«Один итальянский офицер предложил немцам тысячу марок (7600 лир) за то, что ему позволят десять минут посидеть на санях. Немцы согласились, но через три минуты, прикарманив деньги, выкинули его в снег. Итальянец был уже одной ногой в могиле и не мог себя защитить.
Другой за аналогичную «услугу» отдал золотые часы. Люди, умирающие от усталости, предлагали немцам свои пистолеты, которые пользовались среди них большой популярностью».

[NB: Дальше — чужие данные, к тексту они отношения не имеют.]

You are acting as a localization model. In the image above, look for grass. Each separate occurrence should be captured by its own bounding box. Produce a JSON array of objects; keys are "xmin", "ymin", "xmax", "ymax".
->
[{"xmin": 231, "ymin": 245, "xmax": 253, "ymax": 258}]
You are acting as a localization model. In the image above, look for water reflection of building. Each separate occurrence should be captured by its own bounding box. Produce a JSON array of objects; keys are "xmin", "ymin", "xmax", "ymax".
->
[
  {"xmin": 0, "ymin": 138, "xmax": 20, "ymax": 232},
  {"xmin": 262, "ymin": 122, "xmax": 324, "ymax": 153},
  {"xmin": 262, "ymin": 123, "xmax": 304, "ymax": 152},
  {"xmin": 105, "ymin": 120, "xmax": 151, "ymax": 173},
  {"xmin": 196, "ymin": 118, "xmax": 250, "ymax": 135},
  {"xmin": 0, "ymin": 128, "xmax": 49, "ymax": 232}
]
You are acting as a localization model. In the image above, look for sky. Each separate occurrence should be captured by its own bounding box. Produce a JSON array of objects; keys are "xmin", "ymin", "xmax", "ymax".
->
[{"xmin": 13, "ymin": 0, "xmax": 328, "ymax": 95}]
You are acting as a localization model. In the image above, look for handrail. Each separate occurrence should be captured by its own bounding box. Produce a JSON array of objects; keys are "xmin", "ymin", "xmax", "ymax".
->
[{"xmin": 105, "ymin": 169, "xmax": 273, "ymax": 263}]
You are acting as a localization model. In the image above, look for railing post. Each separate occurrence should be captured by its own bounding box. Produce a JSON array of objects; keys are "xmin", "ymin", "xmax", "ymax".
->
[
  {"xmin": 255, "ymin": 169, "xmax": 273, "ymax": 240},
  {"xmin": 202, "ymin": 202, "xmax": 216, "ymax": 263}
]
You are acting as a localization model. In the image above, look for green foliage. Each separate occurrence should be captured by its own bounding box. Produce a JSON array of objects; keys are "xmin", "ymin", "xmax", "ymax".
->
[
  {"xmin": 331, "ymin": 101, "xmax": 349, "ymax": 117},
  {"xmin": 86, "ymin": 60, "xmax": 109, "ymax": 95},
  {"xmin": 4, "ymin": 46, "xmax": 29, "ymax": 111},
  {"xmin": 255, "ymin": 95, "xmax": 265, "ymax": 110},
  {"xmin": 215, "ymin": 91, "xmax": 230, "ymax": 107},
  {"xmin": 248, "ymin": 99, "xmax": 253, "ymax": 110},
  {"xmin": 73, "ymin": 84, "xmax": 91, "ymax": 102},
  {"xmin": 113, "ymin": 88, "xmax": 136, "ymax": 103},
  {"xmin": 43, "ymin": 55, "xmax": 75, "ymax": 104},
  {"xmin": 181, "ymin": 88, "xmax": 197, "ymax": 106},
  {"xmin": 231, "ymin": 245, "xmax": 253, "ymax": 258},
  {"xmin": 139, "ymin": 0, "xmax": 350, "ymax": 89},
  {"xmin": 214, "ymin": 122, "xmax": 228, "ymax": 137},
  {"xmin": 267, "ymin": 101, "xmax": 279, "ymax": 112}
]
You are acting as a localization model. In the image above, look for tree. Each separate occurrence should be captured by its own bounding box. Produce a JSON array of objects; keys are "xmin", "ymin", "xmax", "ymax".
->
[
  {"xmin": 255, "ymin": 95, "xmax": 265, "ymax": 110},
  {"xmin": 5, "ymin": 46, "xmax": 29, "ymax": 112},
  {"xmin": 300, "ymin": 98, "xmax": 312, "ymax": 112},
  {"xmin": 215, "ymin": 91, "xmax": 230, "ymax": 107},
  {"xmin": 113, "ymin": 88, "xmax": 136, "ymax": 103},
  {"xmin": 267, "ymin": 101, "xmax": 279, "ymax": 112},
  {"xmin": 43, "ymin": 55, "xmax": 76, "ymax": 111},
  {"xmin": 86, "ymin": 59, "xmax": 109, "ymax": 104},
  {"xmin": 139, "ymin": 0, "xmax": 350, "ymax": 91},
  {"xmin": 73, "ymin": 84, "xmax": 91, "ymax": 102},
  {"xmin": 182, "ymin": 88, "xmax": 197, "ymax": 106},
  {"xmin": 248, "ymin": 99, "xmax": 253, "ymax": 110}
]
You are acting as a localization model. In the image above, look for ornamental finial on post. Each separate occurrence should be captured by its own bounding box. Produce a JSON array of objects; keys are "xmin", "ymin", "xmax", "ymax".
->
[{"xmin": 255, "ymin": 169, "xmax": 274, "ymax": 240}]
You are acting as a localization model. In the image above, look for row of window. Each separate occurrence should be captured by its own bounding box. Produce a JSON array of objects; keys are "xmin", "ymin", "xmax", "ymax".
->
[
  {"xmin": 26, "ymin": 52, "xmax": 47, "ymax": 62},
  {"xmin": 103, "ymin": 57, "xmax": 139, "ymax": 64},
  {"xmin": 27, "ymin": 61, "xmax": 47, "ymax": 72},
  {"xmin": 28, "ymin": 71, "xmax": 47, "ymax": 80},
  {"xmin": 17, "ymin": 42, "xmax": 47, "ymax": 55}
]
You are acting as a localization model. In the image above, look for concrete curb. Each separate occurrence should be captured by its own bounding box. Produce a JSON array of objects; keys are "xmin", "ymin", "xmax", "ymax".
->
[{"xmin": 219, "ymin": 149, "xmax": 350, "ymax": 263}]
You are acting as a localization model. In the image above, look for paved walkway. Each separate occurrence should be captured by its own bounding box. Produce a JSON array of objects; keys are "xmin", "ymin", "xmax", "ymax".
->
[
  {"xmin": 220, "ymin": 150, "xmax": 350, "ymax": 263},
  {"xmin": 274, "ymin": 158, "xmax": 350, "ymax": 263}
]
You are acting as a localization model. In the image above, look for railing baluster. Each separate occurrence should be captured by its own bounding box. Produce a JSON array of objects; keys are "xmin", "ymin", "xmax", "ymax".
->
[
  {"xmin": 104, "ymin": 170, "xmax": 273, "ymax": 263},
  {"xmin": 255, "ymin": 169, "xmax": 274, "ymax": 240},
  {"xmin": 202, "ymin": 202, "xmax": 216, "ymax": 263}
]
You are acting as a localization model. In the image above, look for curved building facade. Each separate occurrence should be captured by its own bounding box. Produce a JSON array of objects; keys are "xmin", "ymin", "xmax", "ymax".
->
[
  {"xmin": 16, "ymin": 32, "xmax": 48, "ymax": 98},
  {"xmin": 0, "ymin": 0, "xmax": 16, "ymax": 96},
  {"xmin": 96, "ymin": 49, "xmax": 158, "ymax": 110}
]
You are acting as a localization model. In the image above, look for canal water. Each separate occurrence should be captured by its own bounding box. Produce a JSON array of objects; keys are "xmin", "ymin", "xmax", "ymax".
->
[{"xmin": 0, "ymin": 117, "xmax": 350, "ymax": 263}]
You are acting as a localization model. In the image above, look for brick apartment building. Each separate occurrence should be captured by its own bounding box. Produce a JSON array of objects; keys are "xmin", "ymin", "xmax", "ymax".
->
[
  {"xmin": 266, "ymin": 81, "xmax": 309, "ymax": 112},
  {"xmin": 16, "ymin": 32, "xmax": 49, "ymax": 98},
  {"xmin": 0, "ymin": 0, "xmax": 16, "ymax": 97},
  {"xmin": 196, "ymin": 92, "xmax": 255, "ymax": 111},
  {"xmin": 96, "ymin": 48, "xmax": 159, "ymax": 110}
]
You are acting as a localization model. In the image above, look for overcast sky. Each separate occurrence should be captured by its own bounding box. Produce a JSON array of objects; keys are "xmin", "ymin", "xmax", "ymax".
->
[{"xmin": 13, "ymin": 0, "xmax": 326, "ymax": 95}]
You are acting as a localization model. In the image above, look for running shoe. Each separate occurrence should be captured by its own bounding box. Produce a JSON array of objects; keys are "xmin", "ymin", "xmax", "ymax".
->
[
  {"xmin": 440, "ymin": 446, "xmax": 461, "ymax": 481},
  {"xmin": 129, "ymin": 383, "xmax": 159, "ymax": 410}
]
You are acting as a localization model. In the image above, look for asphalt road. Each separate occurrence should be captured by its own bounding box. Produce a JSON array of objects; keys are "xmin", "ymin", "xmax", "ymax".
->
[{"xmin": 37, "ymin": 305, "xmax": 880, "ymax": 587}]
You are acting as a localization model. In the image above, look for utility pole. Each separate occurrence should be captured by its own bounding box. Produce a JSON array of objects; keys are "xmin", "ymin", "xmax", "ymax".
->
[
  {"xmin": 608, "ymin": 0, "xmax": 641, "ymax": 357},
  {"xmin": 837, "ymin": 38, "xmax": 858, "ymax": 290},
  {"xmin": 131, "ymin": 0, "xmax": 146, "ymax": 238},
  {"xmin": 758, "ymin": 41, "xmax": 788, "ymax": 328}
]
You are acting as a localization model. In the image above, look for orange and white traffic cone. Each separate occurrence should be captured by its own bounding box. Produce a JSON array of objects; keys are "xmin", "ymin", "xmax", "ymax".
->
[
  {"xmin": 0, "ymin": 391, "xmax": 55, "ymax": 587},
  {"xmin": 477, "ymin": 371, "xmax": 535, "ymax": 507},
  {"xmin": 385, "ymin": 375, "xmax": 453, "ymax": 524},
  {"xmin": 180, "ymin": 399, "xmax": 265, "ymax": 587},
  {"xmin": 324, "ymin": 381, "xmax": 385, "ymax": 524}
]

Клаус Фритцше о своем путешествии из Германии на советский фронт:
«На краковском аэродроме мы увидели большое количество самолетов самых разных типов, а также летный персонал. Нашей целью был какой-то высший штаб, располагавшийся под Днепродзержинском. Не без труда нам удалось забронировать места в транспортном самолете на следующий день. Имея до следующего утра много свободного времени, гуляем вдоль края летного поля. И вдруг человек в летном комбинезоне кричит в нашу сторону: «Клаус, неужели это ты?» — «Данкварт! Ты откуда взялся?». Оказывается, сосед по школьной скамейке. Невероятно, но возможно.
Он состоит в спецчасти ВВС, задача которой снабжать фронтовые эскадры новой техникой. Они летают по всей Европе, при этом не забывая о себе — покупают дефицит, а затем продают среди своих: спички и зажигалки везут из Германии на Украину, самогон и подсолнечное масло — из Украины в Норвегию; рыбные консервы из Норвегии в Германию и т. д. и т. п. Разумеется, такие трансакции практикуются не без выгоды — их бумажники буквально лопаются от ассигнаций всех оккупированных стран».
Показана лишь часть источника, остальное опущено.